Michael Zhu, président du nouveau supermarché Ja-e de Shanghai, veut abaisser les prix des produits importés. Mais il ne faut pas vendre trop bon marché, «sinon les gens pensent que c'est du faux», souligne-t-il.

Homme d'affaires ambitieux, M. Zhu compte ouvrir 200 succursales Ja-e d'ici 2015. «En 2030, nous aurons 4500 magasins», prédit-il. Or, l'unique Ja-e était désert, lors du passage de La Presse et d'entrepreneurs canadiens, en novembre.

Trop beau pour être vrai?

«Il y a beaucoup de hopeful thinking en Chine, estime Luc Tardif, des produits de l'érable Great Northern. Les gens nous disent: tout est beau, on démarre notre compagnie, on va vendre comme tu ne peux pas t'imaginer. Je ne vis pas d'espoir, je vais y croire quand je vais avoir l'argent.»

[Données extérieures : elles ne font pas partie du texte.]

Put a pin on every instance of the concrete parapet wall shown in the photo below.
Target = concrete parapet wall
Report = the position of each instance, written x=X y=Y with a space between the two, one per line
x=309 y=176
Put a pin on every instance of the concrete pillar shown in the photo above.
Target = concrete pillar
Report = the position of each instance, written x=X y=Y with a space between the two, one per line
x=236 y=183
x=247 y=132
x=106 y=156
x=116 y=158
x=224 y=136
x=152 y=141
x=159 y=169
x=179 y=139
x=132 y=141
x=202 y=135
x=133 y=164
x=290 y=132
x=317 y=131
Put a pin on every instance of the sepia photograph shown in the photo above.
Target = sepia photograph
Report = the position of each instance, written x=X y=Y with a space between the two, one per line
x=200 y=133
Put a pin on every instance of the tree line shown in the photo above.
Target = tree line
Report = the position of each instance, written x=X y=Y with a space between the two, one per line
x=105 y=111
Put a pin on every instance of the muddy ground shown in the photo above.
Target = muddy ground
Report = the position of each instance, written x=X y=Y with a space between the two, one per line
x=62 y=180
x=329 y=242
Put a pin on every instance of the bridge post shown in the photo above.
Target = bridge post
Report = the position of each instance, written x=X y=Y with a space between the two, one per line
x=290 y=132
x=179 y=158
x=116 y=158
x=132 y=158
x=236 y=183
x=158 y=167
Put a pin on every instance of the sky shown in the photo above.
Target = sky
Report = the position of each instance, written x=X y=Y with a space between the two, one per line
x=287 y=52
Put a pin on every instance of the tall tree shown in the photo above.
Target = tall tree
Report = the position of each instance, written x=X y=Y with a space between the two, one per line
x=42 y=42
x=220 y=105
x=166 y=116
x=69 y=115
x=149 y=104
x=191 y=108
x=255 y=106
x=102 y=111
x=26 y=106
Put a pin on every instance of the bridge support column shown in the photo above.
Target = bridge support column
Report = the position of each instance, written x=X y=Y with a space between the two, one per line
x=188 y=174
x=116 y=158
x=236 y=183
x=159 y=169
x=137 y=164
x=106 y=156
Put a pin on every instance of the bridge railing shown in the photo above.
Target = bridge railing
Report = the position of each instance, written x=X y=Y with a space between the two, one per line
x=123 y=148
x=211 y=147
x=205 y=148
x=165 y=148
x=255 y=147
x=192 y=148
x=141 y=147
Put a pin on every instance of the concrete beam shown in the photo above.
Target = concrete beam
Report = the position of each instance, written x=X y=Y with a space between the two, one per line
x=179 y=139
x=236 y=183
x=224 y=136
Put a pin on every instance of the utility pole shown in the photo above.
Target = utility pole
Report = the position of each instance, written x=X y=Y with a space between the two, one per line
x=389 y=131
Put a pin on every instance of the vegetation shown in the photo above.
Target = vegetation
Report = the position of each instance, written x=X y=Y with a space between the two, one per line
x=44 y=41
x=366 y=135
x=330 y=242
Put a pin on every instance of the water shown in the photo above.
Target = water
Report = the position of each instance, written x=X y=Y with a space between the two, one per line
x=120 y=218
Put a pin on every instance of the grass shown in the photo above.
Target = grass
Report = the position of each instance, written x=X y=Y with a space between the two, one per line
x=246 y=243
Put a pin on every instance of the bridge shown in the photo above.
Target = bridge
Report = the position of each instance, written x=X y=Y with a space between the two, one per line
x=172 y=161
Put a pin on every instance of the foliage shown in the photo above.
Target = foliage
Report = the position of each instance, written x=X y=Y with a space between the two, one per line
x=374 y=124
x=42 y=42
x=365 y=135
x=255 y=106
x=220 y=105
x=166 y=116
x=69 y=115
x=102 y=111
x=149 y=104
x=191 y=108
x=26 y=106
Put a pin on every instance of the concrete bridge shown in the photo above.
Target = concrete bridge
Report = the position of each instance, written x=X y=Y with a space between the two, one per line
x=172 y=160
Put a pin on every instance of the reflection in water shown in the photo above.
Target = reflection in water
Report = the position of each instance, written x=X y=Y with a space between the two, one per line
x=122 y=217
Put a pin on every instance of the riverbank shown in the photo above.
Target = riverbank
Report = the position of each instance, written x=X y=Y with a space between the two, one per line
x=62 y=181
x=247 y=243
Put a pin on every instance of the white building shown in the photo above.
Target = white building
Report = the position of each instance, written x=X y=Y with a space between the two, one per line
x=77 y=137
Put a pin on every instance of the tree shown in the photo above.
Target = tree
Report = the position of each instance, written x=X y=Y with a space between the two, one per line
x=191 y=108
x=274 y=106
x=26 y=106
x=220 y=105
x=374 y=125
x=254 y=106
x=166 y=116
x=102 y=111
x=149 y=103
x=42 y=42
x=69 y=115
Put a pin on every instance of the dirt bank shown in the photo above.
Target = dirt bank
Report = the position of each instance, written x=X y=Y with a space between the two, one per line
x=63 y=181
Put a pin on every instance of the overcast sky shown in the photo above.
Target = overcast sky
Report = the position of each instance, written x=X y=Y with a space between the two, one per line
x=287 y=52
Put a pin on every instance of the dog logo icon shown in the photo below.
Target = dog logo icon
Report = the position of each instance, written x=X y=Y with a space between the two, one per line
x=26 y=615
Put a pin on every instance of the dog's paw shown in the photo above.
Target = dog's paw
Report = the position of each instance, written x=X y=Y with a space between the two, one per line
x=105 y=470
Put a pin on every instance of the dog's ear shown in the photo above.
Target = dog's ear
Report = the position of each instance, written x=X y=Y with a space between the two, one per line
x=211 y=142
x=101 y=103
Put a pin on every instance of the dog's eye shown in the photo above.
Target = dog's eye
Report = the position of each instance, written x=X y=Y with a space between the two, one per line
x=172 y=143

George Michael, de Sublime Dessert, est plus positif. Un contact rencontré en Chine lui a récemment commandé... 10 000 gâteaux au fromage pour la Corée du Sud. «J'ai beaucoup de respect pour la Chine, dit-il. L'Europe est aux portes de la faillite, les États-Unis y sont presque, le Canada a des problèmes. Le seul pays au monde qui a de l'argent dans ses poches, c'est la Chine. Il faut qu'ils aient confiance en toi, après ça va tout seul.»